A framework for estimation of clean speech by fusion of outputs from multiple speech enhancement systems

Venkatesh Krishnan, Phil S. Whitehead, David V. Anderson, Mark A. Clements

A novel multiple-input Kalman filtering (MIKF) framework is presented that estimates the clean speech signal by fusion of outputs from multiple speech enhancement systems. The MIKF framework generates a sample-by-sample minimum mean-square error estimate of the clean speech signal from these outputs. The residual noise in each input to the MIKF is modeled as an autoregressive (AR) process so that non-white noise can be accommodated, and the noise model is dynamically updated to handle non-stationary noise. Speech is also modeled as an AR process whose parameters are estimated from a codebook of suitably designed prototype AR parameters.
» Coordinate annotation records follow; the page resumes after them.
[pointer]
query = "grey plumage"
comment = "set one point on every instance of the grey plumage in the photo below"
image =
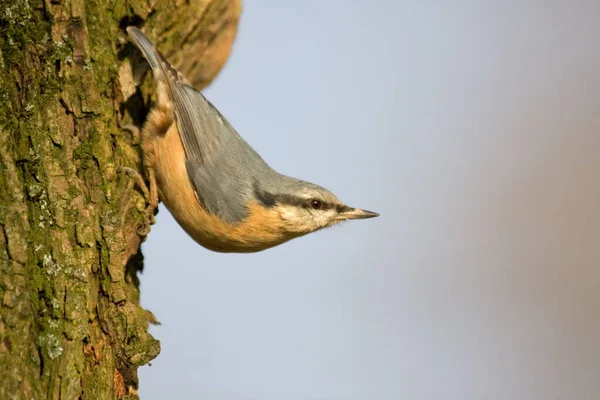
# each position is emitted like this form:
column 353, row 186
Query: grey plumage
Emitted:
column 218, row 161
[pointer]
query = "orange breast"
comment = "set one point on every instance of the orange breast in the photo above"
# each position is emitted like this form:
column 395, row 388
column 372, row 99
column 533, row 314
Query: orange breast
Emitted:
column 165, row 154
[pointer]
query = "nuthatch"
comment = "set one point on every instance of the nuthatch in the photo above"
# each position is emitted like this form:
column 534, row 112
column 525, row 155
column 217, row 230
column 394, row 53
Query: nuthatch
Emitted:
column 216, row 186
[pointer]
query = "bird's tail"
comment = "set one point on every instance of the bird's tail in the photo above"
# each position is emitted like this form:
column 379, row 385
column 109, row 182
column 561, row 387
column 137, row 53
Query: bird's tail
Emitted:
column 146, row 47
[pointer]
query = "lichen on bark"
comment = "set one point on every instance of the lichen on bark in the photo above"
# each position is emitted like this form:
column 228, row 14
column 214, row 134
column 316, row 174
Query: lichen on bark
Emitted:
column 70, row 321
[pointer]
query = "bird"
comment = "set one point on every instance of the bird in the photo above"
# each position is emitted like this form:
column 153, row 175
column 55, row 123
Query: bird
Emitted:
column 217, row 187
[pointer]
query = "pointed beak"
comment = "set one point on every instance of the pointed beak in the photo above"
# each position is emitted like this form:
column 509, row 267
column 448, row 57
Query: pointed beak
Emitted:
column 357, row 213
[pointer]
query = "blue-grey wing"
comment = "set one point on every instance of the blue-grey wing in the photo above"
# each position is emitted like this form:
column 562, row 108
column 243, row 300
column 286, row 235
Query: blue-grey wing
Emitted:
column 222, row 167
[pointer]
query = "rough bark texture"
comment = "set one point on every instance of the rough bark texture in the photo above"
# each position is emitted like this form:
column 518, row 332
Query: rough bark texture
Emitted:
column 70, row 322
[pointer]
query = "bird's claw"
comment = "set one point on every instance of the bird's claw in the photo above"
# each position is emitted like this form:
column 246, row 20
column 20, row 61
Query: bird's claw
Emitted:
column 150, row 196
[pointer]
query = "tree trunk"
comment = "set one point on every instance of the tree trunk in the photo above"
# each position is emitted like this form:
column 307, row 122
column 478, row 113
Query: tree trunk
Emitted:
column 70, row 321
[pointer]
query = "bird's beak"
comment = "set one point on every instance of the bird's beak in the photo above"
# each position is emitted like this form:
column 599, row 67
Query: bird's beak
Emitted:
column 357, row 213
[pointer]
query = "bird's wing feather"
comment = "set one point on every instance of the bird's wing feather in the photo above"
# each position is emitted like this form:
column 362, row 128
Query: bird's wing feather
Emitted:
column 222, row 167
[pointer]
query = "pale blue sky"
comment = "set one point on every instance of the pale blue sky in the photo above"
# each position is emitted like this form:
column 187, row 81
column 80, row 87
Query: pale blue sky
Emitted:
column 473, row 127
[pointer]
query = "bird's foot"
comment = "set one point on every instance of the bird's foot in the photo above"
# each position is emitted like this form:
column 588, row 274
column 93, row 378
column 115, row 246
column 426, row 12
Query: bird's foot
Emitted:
column 150, row 196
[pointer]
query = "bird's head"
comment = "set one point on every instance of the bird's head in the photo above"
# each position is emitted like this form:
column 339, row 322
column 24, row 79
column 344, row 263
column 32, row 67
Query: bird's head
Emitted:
column 304, row 207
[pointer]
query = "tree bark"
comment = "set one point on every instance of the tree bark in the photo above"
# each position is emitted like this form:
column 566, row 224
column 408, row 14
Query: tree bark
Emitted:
column 70, row 321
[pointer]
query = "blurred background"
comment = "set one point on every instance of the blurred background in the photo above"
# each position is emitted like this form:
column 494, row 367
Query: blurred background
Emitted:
column 473, row 127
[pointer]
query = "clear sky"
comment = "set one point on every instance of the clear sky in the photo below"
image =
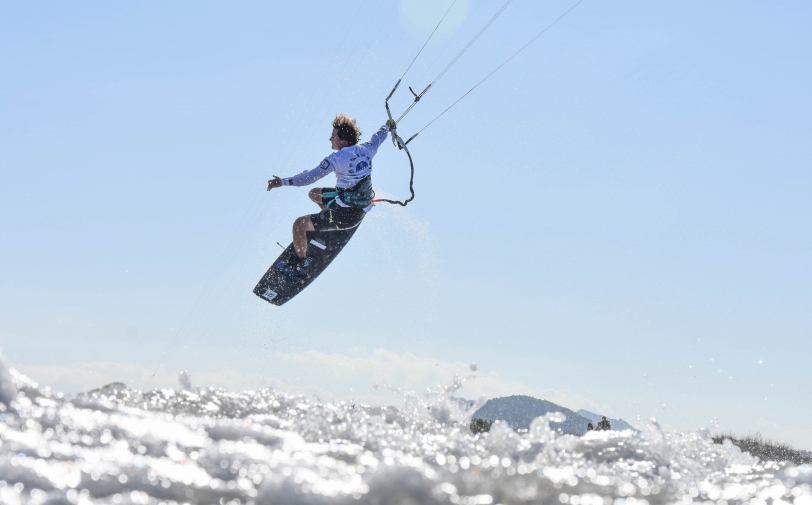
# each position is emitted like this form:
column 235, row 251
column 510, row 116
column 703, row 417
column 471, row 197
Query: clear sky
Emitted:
column 618, row 220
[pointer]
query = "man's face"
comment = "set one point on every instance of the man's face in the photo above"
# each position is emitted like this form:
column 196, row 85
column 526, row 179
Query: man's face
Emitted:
column 336, row 142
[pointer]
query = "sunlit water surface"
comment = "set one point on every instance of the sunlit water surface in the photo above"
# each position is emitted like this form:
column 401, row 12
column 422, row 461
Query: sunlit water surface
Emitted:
column 118, row 445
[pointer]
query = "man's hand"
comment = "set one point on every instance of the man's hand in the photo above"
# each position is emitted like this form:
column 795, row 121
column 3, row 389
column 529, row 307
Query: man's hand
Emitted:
column 276, row 182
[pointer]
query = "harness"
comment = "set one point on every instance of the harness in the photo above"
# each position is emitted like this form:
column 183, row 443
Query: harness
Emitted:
column 360, row 195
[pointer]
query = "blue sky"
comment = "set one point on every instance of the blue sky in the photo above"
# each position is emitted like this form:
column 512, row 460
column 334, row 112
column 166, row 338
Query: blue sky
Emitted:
column 617, row 220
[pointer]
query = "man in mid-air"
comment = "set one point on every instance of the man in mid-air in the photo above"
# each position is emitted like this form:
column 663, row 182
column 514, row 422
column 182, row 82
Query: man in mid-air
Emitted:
column 345, row 205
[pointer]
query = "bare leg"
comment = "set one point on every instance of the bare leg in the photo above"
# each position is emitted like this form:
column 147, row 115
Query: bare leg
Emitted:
column 315, row 195
column 301, row 226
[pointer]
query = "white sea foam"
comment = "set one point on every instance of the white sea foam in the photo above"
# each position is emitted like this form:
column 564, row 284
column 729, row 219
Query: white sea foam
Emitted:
column 116, row 445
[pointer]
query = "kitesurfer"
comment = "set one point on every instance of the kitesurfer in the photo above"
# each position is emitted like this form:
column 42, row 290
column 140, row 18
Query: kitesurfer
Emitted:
column 345, row 205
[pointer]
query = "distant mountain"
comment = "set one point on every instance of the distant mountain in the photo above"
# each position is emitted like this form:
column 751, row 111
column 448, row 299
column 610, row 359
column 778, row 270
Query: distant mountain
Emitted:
column 519, row 411
column 616, row 424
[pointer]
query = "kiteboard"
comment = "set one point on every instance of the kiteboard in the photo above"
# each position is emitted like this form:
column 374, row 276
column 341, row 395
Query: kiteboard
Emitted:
column 280, row 283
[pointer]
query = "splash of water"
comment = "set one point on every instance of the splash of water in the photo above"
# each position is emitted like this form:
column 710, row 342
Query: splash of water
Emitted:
column 119, row 445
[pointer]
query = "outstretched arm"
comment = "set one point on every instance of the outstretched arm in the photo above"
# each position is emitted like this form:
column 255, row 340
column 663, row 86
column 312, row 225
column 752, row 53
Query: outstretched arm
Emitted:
column 305, row 178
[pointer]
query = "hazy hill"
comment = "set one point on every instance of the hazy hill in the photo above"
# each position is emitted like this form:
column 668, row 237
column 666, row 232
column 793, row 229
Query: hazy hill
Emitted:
column 617, row 424
column 519, row 411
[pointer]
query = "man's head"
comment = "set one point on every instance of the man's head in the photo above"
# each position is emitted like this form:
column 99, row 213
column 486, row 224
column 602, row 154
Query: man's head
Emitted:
column 345, row 132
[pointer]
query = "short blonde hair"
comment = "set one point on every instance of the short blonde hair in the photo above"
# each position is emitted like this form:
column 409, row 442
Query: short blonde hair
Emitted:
column 347, row 129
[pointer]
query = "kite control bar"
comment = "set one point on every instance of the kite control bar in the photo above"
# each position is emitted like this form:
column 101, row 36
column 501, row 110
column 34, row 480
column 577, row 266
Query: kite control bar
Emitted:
column 401, row 145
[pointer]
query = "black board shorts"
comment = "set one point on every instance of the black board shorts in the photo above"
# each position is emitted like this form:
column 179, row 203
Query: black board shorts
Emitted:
column 336, row 217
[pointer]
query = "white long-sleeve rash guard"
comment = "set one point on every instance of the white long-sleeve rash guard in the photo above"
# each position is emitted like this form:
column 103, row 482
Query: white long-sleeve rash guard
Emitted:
column 351, row 164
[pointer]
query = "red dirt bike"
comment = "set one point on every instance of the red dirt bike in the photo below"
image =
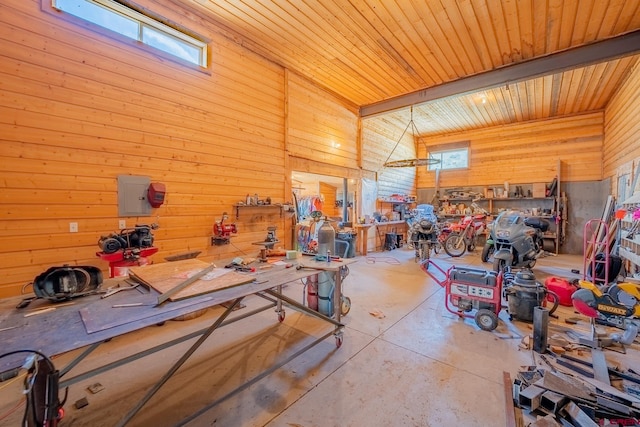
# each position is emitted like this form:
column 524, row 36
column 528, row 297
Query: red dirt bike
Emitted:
column 464, row 234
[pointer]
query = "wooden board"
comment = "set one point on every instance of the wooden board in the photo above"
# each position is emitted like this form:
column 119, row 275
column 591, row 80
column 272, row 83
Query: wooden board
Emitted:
column 166, row 276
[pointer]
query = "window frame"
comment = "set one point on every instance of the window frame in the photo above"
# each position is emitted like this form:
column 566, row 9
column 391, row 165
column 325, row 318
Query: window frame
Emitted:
column 144, row 20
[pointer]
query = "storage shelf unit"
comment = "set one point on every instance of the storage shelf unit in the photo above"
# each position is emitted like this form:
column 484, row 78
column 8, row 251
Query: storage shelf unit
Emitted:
column 553, row 208
column 238, row 208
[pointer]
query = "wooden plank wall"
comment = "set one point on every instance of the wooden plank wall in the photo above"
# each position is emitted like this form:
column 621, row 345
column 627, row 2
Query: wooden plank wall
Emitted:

Constraining the AR parameters via a codebook improves the quality and makes it easy to integrate the MIKF system with a speech coder. The proposed framework also has the flexibility to apply user-defined, heuristic weights to the inputs to the MIKF, which are the outputs of the contributing speech enhancement systems. Perceptual quality tests and objective measures (segmental signal-to-noise ratio) both demonstrate that the estimate of the clean speech signal generated by the MIKF is superior to any of its inputs.